A giant river otter raising its long neck and pale-marked throat out of the dark water of the Rupununi River at Karanambu, looking directly toward the boat

One surfaced close enough that I could see the individual whiskers and the cream blaze on its throat, chewing a fish with the loud, wet enthusiasm of something that has never had to apologise for table manners. Lia, who had been quietly skeptical about flying this far into the bush to look at otters, went completely silent, which is the most reliable signal she gives that something has exceeded expectations. On the way back we drifted past caiman eyes glinting in the torchlight and a tree full of roosting birds, and the savannah sky did the absurd unfiltered star thing that you only get this far from anywhere.

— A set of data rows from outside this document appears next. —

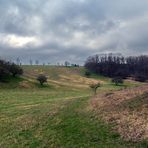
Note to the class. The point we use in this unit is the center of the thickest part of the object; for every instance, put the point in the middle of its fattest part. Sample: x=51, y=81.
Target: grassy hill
x=58, y=114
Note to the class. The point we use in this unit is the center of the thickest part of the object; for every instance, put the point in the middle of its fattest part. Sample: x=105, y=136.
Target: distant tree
x=15, y=70
x=140, y=77
x=31, y=62
x=42, y=79
x=117, y=80
x=18, y=61
x=8, y=69
x=37, y=62
x=94, y=87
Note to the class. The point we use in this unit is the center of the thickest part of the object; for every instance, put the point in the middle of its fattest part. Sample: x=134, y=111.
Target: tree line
x=119, y=66
x=9, y=69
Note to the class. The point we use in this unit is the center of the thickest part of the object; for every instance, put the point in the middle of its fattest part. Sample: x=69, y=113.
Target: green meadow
x=56, y=115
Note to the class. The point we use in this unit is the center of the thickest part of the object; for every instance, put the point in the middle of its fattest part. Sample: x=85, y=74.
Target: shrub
x=87, y=74
x=94, y=87
x=117, y=80
x=42, y=79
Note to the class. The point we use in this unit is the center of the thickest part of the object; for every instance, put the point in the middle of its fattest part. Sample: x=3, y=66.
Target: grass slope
x=56, y=115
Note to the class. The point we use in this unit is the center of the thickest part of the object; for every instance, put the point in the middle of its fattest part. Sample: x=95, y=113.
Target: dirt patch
x=127, y=109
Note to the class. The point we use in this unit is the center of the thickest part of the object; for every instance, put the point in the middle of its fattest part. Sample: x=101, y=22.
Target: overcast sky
x=58, y=30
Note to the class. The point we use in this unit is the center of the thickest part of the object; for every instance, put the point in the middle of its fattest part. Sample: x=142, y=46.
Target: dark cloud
x=58, y=30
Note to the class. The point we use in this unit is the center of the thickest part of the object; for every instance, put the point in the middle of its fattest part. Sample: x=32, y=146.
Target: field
x=61, y=113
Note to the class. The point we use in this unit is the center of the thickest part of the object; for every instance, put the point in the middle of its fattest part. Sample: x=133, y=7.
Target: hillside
x=127, y=109
x=59, y=113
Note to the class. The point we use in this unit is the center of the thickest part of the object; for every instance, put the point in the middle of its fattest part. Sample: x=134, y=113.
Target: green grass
x=53, y=115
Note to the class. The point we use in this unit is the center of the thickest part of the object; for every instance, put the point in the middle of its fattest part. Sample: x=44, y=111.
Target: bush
x=94, y=87
x=117, y=80
x=42, y=79
x=87, y=74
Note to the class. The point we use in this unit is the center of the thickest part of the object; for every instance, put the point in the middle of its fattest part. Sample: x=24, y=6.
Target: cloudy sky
x=58, y=30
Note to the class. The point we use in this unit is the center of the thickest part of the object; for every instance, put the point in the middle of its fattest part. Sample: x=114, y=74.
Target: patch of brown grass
x=128, y=109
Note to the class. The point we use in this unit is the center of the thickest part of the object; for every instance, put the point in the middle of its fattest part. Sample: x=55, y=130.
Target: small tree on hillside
x=94, y=87
x=42, y=79
x=117, y=80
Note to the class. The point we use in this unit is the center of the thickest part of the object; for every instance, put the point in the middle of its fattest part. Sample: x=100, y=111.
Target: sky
x=54, y=31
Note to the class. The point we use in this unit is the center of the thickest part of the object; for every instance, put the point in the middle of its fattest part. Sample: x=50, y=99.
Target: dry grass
x=128, y=109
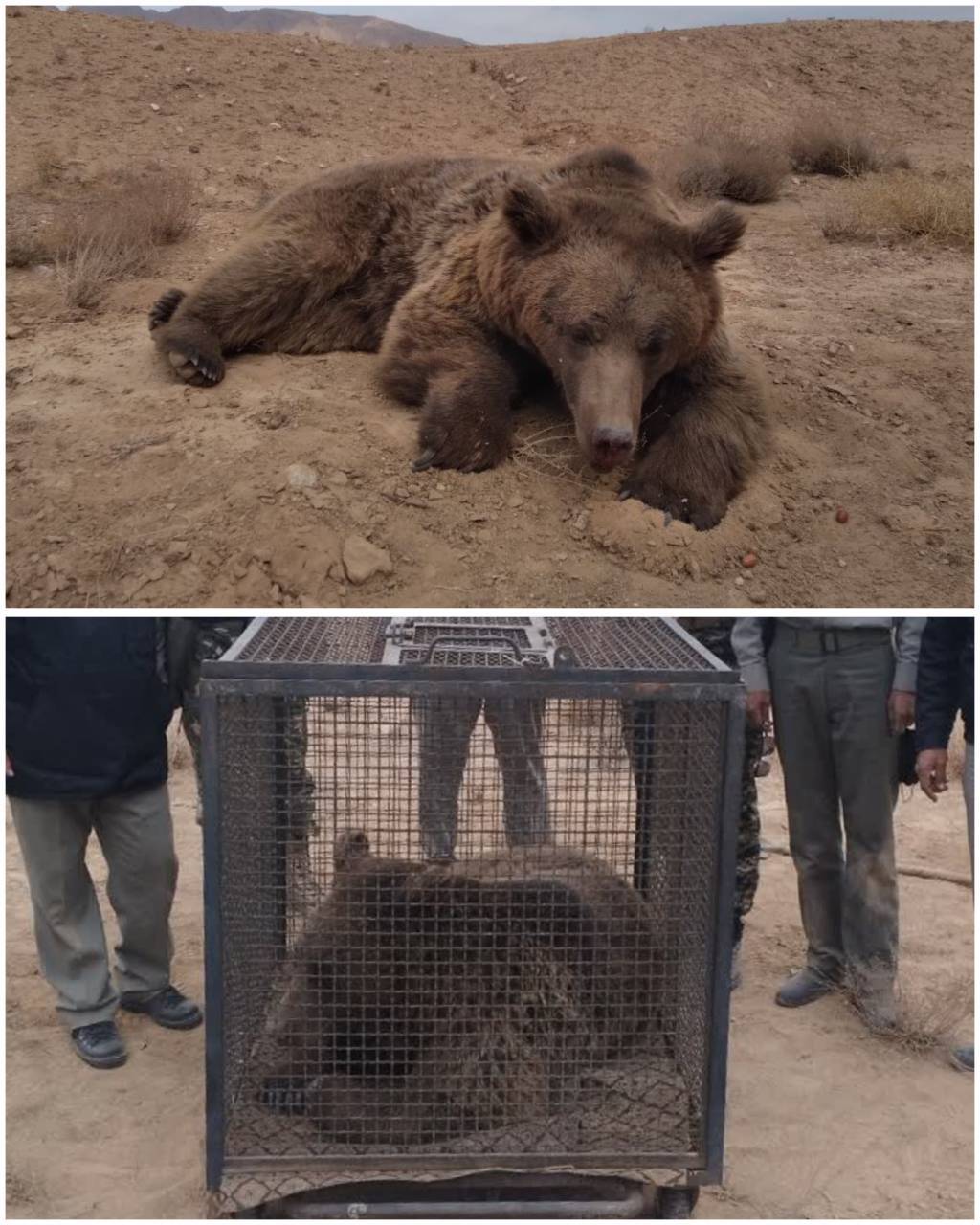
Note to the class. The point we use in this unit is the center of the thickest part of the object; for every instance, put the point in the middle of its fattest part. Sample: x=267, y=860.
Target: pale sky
x=538, y=23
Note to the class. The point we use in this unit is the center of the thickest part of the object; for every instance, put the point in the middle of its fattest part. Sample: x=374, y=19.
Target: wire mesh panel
x=463, y=924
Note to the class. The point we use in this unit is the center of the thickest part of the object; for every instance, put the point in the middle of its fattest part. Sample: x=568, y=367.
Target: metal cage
x=468, y=901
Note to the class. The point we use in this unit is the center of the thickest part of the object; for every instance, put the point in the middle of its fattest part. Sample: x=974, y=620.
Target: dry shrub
x=113, y=231
x=903, y=206
x=724, y=160
x=931, y=1019
x=831, y=145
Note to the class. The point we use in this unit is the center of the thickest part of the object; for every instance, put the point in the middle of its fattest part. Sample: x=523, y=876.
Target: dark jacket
x=87, y=705
x=944, y=683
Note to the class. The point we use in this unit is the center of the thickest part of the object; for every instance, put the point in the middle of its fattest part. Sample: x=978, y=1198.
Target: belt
x=828, y=642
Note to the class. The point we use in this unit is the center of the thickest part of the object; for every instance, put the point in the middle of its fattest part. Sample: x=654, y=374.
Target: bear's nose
x=612, y=445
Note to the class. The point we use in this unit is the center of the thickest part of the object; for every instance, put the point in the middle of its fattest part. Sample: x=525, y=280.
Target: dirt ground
x=125, y=488
x=823, y=1120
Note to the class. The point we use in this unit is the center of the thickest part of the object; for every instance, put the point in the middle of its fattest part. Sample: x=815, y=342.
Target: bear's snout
x=611, y=446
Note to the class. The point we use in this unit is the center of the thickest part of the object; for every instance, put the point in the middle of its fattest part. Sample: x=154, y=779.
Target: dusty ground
x=125, y=488
x=823, y=1121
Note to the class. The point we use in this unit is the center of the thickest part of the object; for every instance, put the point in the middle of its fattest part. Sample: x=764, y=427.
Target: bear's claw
x=283, y=1095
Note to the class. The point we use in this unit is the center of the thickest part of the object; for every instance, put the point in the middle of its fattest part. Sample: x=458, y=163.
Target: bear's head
x=612, y=292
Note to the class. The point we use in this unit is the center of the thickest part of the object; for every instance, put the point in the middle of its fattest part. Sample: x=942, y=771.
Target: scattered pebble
x=301, y=476
x=363, y=560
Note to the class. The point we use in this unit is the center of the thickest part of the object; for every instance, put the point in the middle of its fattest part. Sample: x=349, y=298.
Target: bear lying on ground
x=427, y=1002
x=475, y=277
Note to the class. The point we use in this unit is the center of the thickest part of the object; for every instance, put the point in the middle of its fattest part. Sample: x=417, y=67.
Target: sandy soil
x=823, y=1119
x=125, y=488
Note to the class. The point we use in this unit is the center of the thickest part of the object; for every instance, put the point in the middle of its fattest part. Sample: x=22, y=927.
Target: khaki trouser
x=138, y=840
x=839, y=758
x=445, y=726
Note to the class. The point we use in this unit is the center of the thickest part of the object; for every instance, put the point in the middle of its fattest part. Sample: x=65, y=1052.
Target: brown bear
x=427, y=1002
x=473, y=277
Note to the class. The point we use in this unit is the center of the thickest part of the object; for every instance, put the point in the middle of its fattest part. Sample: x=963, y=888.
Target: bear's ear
x=530, y=214
x=717, y=233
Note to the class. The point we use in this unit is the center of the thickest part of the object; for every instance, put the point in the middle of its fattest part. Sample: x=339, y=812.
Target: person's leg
x=516, y=725
x=803, y=736
x=968, y=794
x=445, y=725
x=138, y=839
x=866, y=764
x=747, y=852
x=963, y=1055
x=68, y=925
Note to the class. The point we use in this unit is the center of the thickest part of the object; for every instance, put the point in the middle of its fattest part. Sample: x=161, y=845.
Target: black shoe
x=804, y=988
x=168, y=1009
x=100, y=1045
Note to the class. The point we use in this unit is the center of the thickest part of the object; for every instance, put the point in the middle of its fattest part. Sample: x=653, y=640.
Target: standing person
x=840, y=691
x=445, y=726
x=714, y=634
x=944, y=690
x=87, y=707
x=195, y=641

The lilies and the savannah

The other Karanambu spectacle is botanical and strictly nocturnal. The oxbow ponds here are carpeted with Victoria amazonica, the giant Amazon water lily, whose leaves grow to nearly two metres across with upturned rims like enormous green baking trays. The flowers open only at night, white on the first evening and pink by the second, releasing a scent to draw in the beetles that pollinate them, and watching one unfurl by torchlight while the boatman explained the cycle in a low voice was one of the strangest, quietest twenty minutes of the trip.

A single Victoria amazonica lily flower opening white at dusk among the vast circular pads on a dark pond at Karanambu

By day the surrounding Rupununi savannah is its own reward — a flat gold immensity dotted with termite mounds and sandpaper trees, where giant anteaters can sometimes be tracked on foot in the early morning, ambling along with that improbable prehistoric gait. We did not find one, despite a determined dawn walk and a guide with very good eyes, but I have made my peace with the things the savannah declines to show you. It is part of the honesty of the place.

Karanambu is best in the dry season, roughly October through April, when the savannah is firm enough for game drives and wildlife concentrates near the shrinking water. Access is by light aircraft or a long overland trip from Lethem or Georgetown, and the lodge is small, so it must be arranged well in advance.